J.R. : Il y en a forcément. En fait, nous disposons d’un système d’édition de visages qui nous permettrait de faire des visages presque tous différents. Le problème, c’est que la qualité des visages n’est souvent pas très bonne. Laisser un algorithme placer les yeux, le nez, la bouche, etc… n’est pas une bonne idée, sauf si vous désirez obtenir des visages bien moches. On a donc préféré faire créer des visages par des artistes et en réaliser des variantes plutôt qu’utiliser ce genre d’algo. Quitte effectivement à avoir du coup des personnages qui vont se ressembler, ce qui n’est pas très grave étant donné qu’il ne s’agit pas de personnages-clés et que le joueur ne va pas aller les regarder en zoomant toutes les cinq minutes.

C.B. : C’était aussi le système utilisé pour Of Orcs and Men, non ? Pour les humains notamment.

J.R. : Oui, à peu près, sauf que dans Of Orcs and Men on avait un peu moins de sets.
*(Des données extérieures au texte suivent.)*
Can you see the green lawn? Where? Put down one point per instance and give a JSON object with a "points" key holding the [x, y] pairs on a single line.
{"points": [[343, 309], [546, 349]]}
Dans Of Orcs and Men, on avait très peu de femmes notamment, ce qui donnait une population essentiellement masculine…

C.B. : It’s a man’s world…

J.R. : C’est un peu ça. Faut dire que c’est Of Orcs and MEN. (rires)

C.B. : Pendant la phase de pré-production de Mars, j’ai bien aimé les brainstormings avec Jehanne : elle me parlait des personnages tels qu’elle les voyait, je lui proposais ensuite ma vision, et enfin on essayait de concilier les deux. Ça a plutôt bien marché.
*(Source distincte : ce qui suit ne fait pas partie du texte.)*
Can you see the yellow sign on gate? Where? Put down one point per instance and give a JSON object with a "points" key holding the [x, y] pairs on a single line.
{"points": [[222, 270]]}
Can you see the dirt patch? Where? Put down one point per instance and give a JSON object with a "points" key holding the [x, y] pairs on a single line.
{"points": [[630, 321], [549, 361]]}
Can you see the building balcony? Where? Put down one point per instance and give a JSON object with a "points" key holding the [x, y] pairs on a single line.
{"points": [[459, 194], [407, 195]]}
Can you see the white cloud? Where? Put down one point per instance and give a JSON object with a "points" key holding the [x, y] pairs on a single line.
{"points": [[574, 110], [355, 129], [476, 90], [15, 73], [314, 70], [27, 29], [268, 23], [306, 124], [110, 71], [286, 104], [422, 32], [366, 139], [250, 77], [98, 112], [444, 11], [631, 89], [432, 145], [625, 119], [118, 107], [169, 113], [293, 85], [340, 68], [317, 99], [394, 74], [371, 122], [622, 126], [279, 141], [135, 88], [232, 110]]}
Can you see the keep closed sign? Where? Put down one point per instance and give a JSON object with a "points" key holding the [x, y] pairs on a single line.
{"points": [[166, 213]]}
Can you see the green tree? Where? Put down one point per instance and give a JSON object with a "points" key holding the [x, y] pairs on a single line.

J.R. : J’arrive souvent en pré-production avec des traits psychologiques. J’y raconte alors l’histoire des personnages, comment ils en sont arrivés là, etc… Ensuite, ce qui importe, ce n’est pas le visuel en soi du personnage, c’est plutôt le lien entre son visuel et son histoire. Typiquement, Mary, le personnage en robe bleue – visible sur l’une des toiles de l’exposition aux Utopiales –, style robe victorienne, m’a été inspirée par des photos de Pierre et Gilles. L’idée n’était évidemment pas de copier le style mais plutôt de reprendre ce côté un petit peu baroque. Camille l’a d’ailleurs bien fait sur les costumes du personnage. C’est ce qui fait qu’elle paraisse hyper-décalée dans l’univers. Mais c’est exactement ce qu’on voulait !

Archaïc : Il faut dire que dans le teaser diffusé, on ne voit qu’elle, bien qu’elle n’apparaisse qu’une seconde. Elle marque.

C.B. : Ça a clairement été le personnage le plus dur à designer. J’ai réalisé près d’une vingtaine de planches avant d’obtenir celle qui est exposée aux Utopiales.

J.R. : Nous avons fait évoluer le personnage jusqu’à ce que l’on arrive à quelque chose qui collait à la fois à la manière dont j’imaginais le personnage, et aux contraintes techniques. Il y en a en effet pas mal sur ce personnage-là.

Archaïc : Combien de temps dure cette phase de conception ? A savoir la réalisation de tous les dessins, PNJs et protagonistes, décors, etc…

C.B. : C’est une question qu’on me pose tout le temps et à laquelle j’ai du mal à répondre. J’essaie de tenir compte du planning, mais, en réalité, je fonctionne autrement. C’est-à-dire que je bosse sur plein de trucs à la fois. Par exemple, je vais commencer un décor parce qu’on a eu une idée, tandis que l’on me demande en même temps de produire un personnage assez vite. En fait, je planche sur plusieurs choses à la fois pour avoir du recul dessus : c’est-à-dire que je ressors ce que je fais au moment opportun et quand ça devient pressé. Cela me permet, quand je ressors un personnage que j’avais commencé à designer il y a plusieurs semaines ou mois, d’avoir un œil neuf dessus, et ainsi de l’améliorer.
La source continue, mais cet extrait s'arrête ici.